Monday, September 22, 2008

Book of the week: Tom Jefferson and Sally Hemings

The most interesting history book lately published must be Annette Gordon-Reed's The Hemingses of Monticello. It's being said this book by a young black lawyer and historian is the closest study of an American slave family ever written, with the added interest that the family in question included Sally Hemings, who was Thomas Jefferson's slave and concubine (and also his sister-in-law). I've been seeing admiring reviews of it widely. Jill Lepore's in the New Yorker is here. Edmund S. Morgan, in the New York Review of Books, says
The Hemingses of Monticello is a brilliant book. It marks the author as one of the most astute, insightful, and forthright historians of this generation.
Who wouldn't appreciate praise like that?

The book is about the Hemingses, not about the American president who owned them. But the reviews, good as they are, suggest Americans still have a tough time being tough minded about Thomas Jefferson. He is still one of the gods of the American pantheon, and they find it hard to consider him dispassionately.

The Brits are tougher. Even at the time, English writer Samuel Johnson asked the vital question, "How is it that we hear the loudest yelps for liberty from the drivers of Negroes?" And Irish writer Conor Cruise O'Brien really dissects the awkwardness Jefferson should cause us in a study from a few years ago called The Long Affair, which analyses Jefferson not so much as a hypocrite about slavery, but as one fascinated with violence, extremism, and the disgusting view that the tree of liberty needs to be constantly fertilized with human blood.

Late Update: I thought there was no longer any reasoned dissent from the evidence of Jefferson's paternity of Sally Hemings's children. Jill Lepore reviews the evidence (and Jeffersonians' slowness in accepting it) in her review. But not everyone has come around, as witness the comment attached.

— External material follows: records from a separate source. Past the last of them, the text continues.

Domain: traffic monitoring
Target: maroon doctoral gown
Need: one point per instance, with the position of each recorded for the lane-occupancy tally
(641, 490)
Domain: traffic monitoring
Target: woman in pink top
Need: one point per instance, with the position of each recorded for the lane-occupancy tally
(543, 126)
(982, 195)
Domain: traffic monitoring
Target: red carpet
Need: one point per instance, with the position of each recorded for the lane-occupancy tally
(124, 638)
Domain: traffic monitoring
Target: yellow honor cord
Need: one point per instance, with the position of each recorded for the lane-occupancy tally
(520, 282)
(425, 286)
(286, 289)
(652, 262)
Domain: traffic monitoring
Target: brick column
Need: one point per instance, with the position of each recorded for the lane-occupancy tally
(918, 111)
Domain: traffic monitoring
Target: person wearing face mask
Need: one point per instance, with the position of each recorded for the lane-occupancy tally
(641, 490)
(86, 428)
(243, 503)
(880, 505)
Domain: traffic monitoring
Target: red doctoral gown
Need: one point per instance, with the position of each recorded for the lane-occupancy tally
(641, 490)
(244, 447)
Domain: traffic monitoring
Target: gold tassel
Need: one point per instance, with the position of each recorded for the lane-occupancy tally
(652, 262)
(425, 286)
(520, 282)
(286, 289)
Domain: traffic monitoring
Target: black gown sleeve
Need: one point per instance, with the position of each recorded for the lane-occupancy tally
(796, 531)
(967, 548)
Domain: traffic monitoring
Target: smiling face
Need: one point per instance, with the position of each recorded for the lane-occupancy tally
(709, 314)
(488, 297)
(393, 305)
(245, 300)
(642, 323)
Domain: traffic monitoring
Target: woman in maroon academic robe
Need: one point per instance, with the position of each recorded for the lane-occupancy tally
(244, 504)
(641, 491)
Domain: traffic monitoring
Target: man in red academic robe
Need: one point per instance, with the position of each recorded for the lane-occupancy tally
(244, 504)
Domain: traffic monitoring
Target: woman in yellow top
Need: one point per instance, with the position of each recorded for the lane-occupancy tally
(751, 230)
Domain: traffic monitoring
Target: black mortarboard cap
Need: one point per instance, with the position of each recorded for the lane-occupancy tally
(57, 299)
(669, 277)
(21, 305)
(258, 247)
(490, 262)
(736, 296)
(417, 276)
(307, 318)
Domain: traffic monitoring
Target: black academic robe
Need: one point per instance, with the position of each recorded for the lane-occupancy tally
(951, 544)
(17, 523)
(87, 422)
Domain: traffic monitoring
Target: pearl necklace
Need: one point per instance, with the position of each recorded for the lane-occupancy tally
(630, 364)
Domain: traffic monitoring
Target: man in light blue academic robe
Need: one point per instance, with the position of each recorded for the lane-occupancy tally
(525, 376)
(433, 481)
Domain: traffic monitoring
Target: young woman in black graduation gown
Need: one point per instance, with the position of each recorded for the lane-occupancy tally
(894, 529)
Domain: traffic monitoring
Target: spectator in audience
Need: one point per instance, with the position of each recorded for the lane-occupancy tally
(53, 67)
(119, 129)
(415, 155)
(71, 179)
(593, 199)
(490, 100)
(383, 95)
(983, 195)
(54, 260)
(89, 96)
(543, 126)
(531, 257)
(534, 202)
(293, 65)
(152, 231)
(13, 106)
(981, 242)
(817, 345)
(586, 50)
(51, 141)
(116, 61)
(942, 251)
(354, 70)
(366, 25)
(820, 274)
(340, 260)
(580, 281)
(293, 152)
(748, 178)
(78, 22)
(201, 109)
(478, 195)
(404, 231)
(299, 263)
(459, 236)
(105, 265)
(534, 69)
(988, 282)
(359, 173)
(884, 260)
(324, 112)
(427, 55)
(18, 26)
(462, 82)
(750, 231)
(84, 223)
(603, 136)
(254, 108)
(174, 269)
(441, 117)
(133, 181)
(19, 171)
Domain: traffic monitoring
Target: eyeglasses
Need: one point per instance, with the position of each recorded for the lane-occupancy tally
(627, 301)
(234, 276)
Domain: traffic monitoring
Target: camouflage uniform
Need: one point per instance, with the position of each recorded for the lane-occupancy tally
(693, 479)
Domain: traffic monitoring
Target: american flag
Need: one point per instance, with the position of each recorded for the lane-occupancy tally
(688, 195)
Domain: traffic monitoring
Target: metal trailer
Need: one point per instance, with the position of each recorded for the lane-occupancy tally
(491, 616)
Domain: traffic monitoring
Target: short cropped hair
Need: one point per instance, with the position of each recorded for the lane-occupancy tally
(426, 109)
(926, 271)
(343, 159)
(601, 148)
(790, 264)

Later Update (Sept. 29): I've just added a long comment from an academic who argues it was not inconsistent for Thomas Jefferson to assert that all men are created equal while he owned slaves.
I hesitated about approving the comment, not because of its arguments, but because it is unsigned. People who speak in public should stand by their words, and that's particularly true of university teachers (whose freedom of speech is particularly protected) who wish to assert their credentials. I find the anonymity of this post reduces its influence on me, and I'm posting it almost against my better judgment.